Page 1 of 1

Password Recovery

PostPosted: Thu Apr 02, 2009 7:29 pm
by xzjia
I was messing around my multiple PivotX test installations when I had some trouble remembering the password for one of them.

So I went to the login screen and looked around and basically there's no way to either recover or reset my password.

I went to the forum and searched and seems another guy got his password back by somehow decipher his MD5 hash + salt.

Thankfully I remembered my password finally and the installation is only a test, but definitely a solution not involving complex math should be in order.

Did I somehow miss the option to get back lost password? If not then this is a serious issue that should be addressed.

EDIT:

I tried something, and it solved the problem partially - by deleting the ser_users.php the weblog would prompt the creation of new user (the new Superadmin) and lets you log back into the system. However this erases ALL user, something certainly not good for systems with multiple users.

Re: Password Recovery

PostPosted: Fri Apr 03, 2009 8:46 am
by hansfn
FYI: The code for the "lost password" feature is already implemented for visitors so it will be added for regular users before PivotX 2.0 is released.
... guy got his password back by somehow decipher his MD5 hash + salt.

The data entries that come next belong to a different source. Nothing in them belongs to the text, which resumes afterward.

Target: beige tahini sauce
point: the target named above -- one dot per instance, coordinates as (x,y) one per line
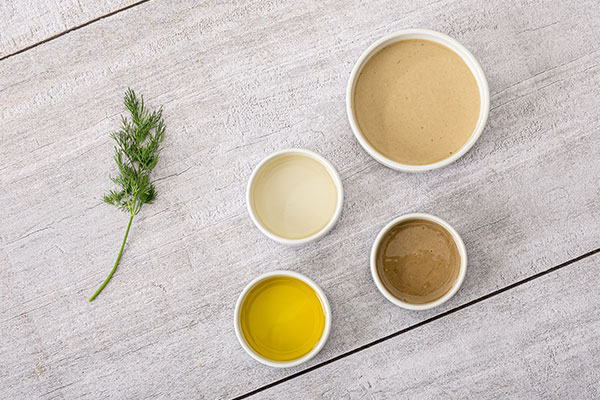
(416,102)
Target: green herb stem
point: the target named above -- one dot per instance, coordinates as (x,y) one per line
(116,263)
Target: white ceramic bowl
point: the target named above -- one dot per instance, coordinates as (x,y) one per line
(334,176)
(292,363)
(484,94)
(462,251)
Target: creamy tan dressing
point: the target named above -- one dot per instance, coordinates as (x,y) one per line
(294,196)
(416,102)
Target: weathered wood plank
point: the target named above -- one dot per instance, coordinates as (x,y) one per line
(25,23)
(239,81)
(540,340)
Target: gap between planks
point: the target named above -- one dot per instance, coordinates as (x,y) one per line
(418,325)
(76,27)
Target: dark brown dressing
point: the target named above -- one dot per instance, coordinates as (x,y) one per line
(418,261)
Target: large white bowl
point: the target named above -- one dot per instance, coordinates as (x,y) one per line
(440,38)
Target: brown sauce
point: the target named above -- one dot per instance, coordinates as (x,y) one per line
(418,261)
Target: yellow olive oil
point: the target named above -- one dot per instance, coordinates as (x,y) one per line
(282,318)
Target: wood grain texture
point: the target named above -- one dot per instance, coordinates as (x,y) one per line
(27,22)
(239,81)
(540,340)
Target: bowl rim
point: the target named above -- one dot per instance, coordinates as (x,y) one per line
(462,251)
(334,176)
(452,44)
(326,311)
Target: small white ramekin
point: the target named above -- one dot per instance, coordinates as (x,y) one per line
(468,58)
(462,251)
(292,363)
(334,176)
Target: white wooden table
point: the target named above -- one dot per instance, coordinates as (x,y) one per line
(239,80)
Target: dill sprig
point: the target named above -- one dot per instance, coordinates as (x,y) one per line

Just for the record, what you do is to choose a new salt and password, then calculate the value you should put in ser_users.php. There is no way to decipher anything.

Re: Password Recovery

PostPosted: Fri Apr 03, 2009 12:45 pm
by xzjia
Sounds good.

Re: Password Recovery

PostPosted: Sat May 02, 2009 8:20 am
by hansfn
Just for the record: Password recovery/Lost password feature has been added - just wait for the next release (PivotX 2.0 RC 2) or grab the latest version from SVN.